Apache Datafusion Comet (Spark Accelerator)
any better than last time?
As I was winding my way through the various twists and turns of LinkedIn lately, strange it has become the least of the social media evils, by happenstance there popped a post about Comet, that Datafusion baby that’s been trying to take a corner out of Spark for a few years now.
I did poke a stick at Comet back in 2024, but it was a little painful. You can read about that experience blew if you’re interested.
One would have to assume with the increase in Comet chatter, that the project has gotten its sea legs under it and hopefully is a slightly better experience this time.
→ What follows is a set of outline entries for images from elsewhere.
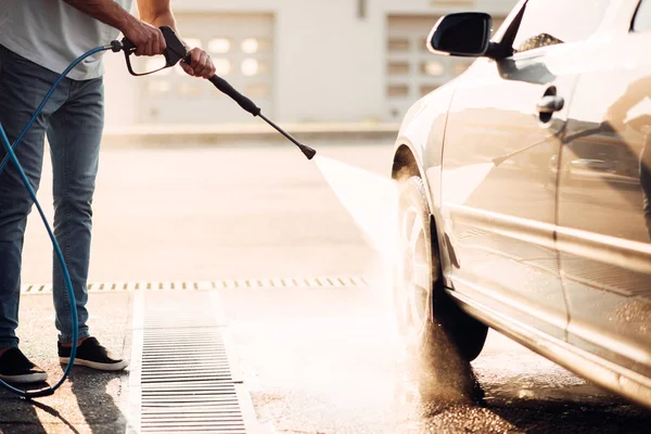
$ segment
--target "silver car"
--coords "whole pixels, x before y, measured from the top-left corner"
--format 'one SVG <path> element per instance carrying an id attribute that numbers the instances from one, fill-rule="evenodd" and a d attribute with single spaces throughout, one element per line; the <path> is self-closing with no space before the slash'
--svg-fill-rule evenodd
<path id="1" fill-rule="evenodd" d="M 477 59 L 395 146 L 396 306 L 423 391 L 474 393 L 490 327 L 651 407 L 650 47 L 651 0 L 434 27 L 432 55 Z"/>

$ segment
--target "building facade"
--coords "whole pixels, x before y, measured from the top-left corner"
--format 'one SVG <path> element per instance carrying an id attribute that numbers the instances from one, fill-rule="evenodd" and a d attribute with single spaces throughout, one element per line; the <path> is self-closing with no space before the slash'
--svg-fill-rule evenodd
<path id="1" fill-rule="evenodd" d="M 483 11 L 494 29 L 516 0 L 173 0 L 181 37 L 282 123 L 398 122 L 418 98 L 472 60 L 427 52 L 450 12 Z M 133 58 L 140 71 L 156 60 Z M 177 67 L 130 77 L 106 54 L 106 125 L 247 123 L 208 82 Z"/>

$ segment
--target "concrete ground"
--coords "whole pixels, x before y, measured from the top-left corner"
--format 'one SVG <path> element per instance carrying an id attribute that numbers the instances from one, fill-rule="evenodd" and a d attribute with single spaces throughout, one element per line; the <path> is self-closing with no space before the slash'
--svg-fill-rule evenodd
<path id="1" fill-rule="evenodd" d="M 388 143 L 314 143 L 388 171 Z M 46 168 L 46 174 L 48 173 Z M 49 203 L 46 176 L 40 193 Z M 366 288 L 218 290 L 244 384 L 267 432 L 642 433 L 651 414 L 492 334 L 474 362 L 484 407 L 441 407 L 414 392 L 395 332 L 384 265 L 310 162 L 292 145 L 107 149 L 95 200 L 92 282 L 367 276 Z M 25 282 L 50 280 L 33 218 Z M 129 353 L 132 295 L 92 294 L 91 328 Z M 23 297 L 25 352 L 56 378 L 50 297 Z M 123 430 L 126 374 L 72 381 L 38 405 L 0 394 L 2 432 Z"/>

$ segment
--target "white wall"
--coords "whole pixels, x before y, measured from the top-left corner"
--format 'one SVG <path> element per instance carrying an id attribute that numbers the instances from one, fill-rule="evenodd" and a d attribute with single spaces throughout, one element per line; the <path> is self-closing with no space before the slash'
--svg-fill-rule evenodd
<path id="1" fill-rule="evenodd" d="M 276 119 L 363 122 L 387 117 L 384 89 L 388 14 L 482 10 L 505 15 L 515 0 L 460 0 L 458 5 L 449 5 L 450 0 L 367 2 L 365 18 L 357 15 L 357 0 L 173 0 L 173 8 L 177 12 L 273 13 Z M 133 125 L 138 78 L 126 73 L 122 55 L 108 53 L 106 58 L 106 124 Z"/>

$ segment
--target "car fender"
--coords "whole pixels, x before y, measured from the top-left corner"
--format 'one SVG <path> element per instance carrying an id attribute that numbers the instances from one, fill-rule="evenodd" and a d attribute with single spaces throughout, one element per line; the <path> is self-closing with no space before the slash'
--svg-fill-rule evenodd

I’m crossing my fingers at this point that I don’t have to build my own JAR this time.
I hope one can simply download the correct pre-built JAR for the Spark version we are interested in. That would be a step in the right direction.
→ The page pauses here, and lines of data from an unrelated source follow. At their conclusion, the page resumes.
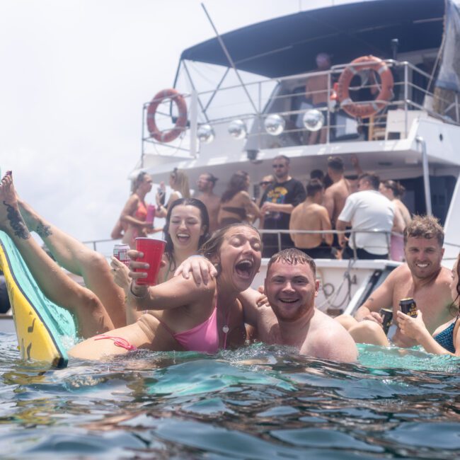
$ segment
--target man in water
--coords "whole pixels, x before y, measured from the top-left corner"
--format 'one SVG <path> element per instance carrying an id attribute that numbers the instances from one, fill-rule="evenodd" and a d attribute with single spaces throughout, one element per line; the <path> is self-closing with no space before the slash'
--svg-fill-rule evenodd
<path id="1" fill-rule="evenodd" d="M 306 198 L 294 209 L 289 221 L 291 238 L 297 249 L 310 257 L 318 259 L 331 258 L 332 234 L 322 234 L 331 229 L 328 210 L 321 205 L 324 185 L 319 179 L 312 179 L 306 184 Z M 316 234 L 295 233 L 296 230 L 316 231 Z"/>
<path id="2" fill-rule="evenodd" d="M 298 249 L 275 254 L 265 282 L 269 305 L 255 306 L 258 293 L 248 289 L 243 299 L 245 319 L 256 327 L 257 338 L 265 343 L 294 347 L 314 357 L 354 362 L 357 350 L 350 335 L 315 306 L 319 288 L 316 270 L 314 260 Z"/>
<path id="3" fill-rule="evenodd" d="M 200 174 L 197 180 L 198 191 L 200 192 L 197 198 L 205 203 L 209 216 L 209 234 L 219 228 L 217 214 L 220 207 L 220 197 L 214 192 L 214 186 L 217 180 L 217 178 L 211 173 Z"/>
<path id="4" fill-rule="evenodd" d="M 450 270 L 441 266 L 444 255 L 444 231 L 432 216 L 415 216 L 404 229 L 406 263 L 390 273 L 385 281 L 357 309 L 354 317 L 341 315 L 335 319 L 345 327 L 358 343 L 388 345 L 382 328 L 381 308 L 392 308 L 393 318 L 401 299 L 412 297 L 423 314 L 423 321 L 432 334 L 455 316 L 449 288 Z M 398 347 L 417 343 L 399 329 L 391 338 Z"/>

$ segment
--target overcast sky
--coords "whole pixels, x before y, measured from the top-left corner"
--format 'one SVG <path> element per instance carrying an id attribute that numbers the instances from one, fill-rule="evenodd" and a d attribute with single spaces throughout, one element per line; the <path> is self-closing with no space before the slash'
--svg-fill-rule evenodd
<path id="1" fill-rule="evenodd" d="M 224 33 L 349 1 L 204 4 Z M 171 86 L 183 50 L 213 36 L 198 0 L 0 0 L 2 174 L 77 238 L 108 238 L 140 156 L 143 103 Z"/>

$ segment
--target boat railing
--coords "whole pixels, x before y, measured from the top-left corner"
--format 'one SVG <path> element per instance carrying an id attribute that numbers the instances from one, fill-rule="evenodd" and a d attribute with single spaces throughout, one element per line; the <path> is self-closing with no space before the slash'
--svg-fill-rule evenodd
<path id="1" fill-rule="evenodd" d="M 415 117 L 430 116 L 460 124 L 458 95 L 450 100 L 443 93 L 433 91 L 432 76 L 410 62 L 393 59 L 385 62 L 393 75 L 394 97 L 389 101 L 379 101 L 384 107 L 367 118 L 349 115 L 337 99 L 334 84 L 347 64 L 325 71 L 249 82 L 245 84 L 246 91 L 242 91 L 238 84 L 185 94 L 190 113 L 187 125 L 180 136 L 170 143 L 159 142 L 149 132 L 146 121 L 151 114 L 147 114 L 147 103 L 144 106 L 142 154 L 196 156 L 206 144 L 214 137 L 217 141 L 223 134 L 226 142 L 231 137 L 243 139 L 243 149 L 249 151 L 308 144 L 312 132 L 319 129 L 326 130 L 326 142 L 333 143 L 404 139 Z M 357 74 L 360 79 L 356 83 L 352 81 L 349 88 L 354 103 L 374 102 L 380 88 L 379 78 L 373 71 L 364 69 Z M 306 84 L 312 78 L 323 78 L 327 88 L 310 92 L 307 98 Z M 323 102 L 314 104 L 314 100 Z M 159 129 L 162 130 L 162 122 L 171 125 L 171 121 L 177 121 L 176 110 L 171 100 L 159 106 L 155 115 Z M 319 110 L 322 116 L 315 115 L 319 120 L 312 115 L 312 110 Z M 309 119 L 306 120 L 307 114 Z M 239 130 L 235 129 L 235 122 L 240 122 Z M 232 134 L 226 133 L 232 122 Z"/>

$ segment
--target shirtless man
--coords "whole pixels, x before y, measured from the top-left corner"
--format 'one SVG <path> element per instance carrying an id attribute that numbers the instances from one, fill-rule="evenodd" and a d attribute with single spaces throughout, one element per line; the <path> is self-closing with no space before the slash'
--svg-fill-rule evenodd
<path id="1" fill-rule="evenodd" d="M 330 69 L 330 57 L 326 53 L 321 52 L 316 56 L 316 67 L 318 72 L 325 72 Z M 329 100 L 328 86 L 329 76 L 327 74 L 314 75 L 306 80 L 305 86 L 305 97 L 311 100 L 314 107 L 327 107 Z M 309 136 L 309 145 L 314 145 L 318 142 L 319 134 L 319 144 L 324 144 L 326 137 L 326 128 L 320 131 L 310 132 Z"/>
<path id="2" fill-rule="evenodd" d="M 257 338 L 265 343 L 295 347 L 314 357 L 355 362 L 352 337 L 315 307 L 318 287 L 314 260 L 297 249 L 284 249 L 267 268 L 265 293 L 270 306 L 255 306 L 258 293 L 245 291 L 245 319 L 256 326 Z"/>
<path id="3" fill-rule="evenodd" d="M 396 268 L 360 306 L 355 317 L 341 315 L 335 319 L 359 343 L 389 344 L 382 328 L 381 308 L 392 307 L 393 318 L 401 299 L 413 297 L 423 314 L 431 334 L 440 325 L 452 319 L 450 270 L 441 266 L 444 254 L 444 231 L 437 219 L 416 216 L 404 230 L 406 263 Z M 409 347 L 417 343 L 396 330 L 391 342 Z"/>
<path id="4" fill-rule="evenodd" d="M 198 200 L 205 203 L 209 215 L 209 234 L 212 234 L 217 230 L 217 214 L 220 207 L 220 197 L 214 192 L 214 186 L 216 185 L 217 178 L 211 173 L 201 174 L 197 180 L 197 186 L 200 194 L 197 197 Z"/>
<path id="5" fill-rule="evenodd" d="M 343 160 L 340 156 L 328 159 L 328 176 L 333 181 L 332 185 L 324 192 L 324 206 L 329 213 L 333 228 L 335 228 L 337 218 L 345 206 L 345 202 L 351 193 L 350 183 L 343 175 Z"/>
<path id="6" fill-rule="evenodd" d="M 321 205 L 324 196 L 324 185 L 319 179 L 312 179 L 306 185 L 306 198 L 291 214 L 289 230 L 330 230 L 328 210 Z M 332 234 L 292 233 L 291 239 L 297 249 L 314 259 L 330 258 Z"/>

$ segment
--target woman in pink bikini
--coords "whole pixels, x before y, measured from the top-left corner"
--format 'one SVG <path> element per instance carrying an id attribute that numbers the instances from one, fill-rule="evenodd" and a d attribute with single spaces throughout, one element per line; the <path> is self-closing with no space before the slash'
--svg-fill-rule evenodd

Truth is I have do no “pre-work” when I sit down to write articles like this and explore or revisit tools. Endevoring to simply approach the problem space like the average engineer who interact with some new “thing” for the first time. I want to encounter that same experience and relay that to you. Save you some trouble.
I do not have particularly high hopes from what I might encounter on this foray into Mordor, based on past experience. Let me explain what I mean by this. There are two types of Engineers and tooling they build in the world …
1. Smart engineers building cool tools but lack critical
developer-centric awareness.
2. Smart engineers building cools tools and understand
developer-centric are the key to success.This has been a problem as long as I’ve been (attempting) to write code for the last 20 years. To this day, it simply doesn’t change. Some tool and their ardent acolytes say “Look, we are faster, come unto us.” Yet, they never seem to crack the nut and become mainstream, and can’t figure out why.
All the while continuing to waste their resources on negativity, pulling down other people and tools in an effort to lift themselves into a place by pulling other things down. This never has worked, and never will, longterm, in any sphere in life.
I’ve been privy to see behind the curtains, meeting people at Databricks and MotherDuck (DuckDB), who are creating and running the creme-de-la-creme of data tooling. What makes them succesful?
The have the fastest tool … NO
The focus their energies on negativity and others .. NO
They simply have an almost irresistible set of qualities that is impossible to ignore or hid … or be pulled down in the mud by others.
Positivity in all things
Love what they do and other people
Put Developer experience BEFORE everything else
Serve and give back to the data community
So simple, but yet so hard for some folk to grasp. Why? I don’t know. It’s probably something inside them, unhappy people will always be bumbling along looking for people to suck down into their misery.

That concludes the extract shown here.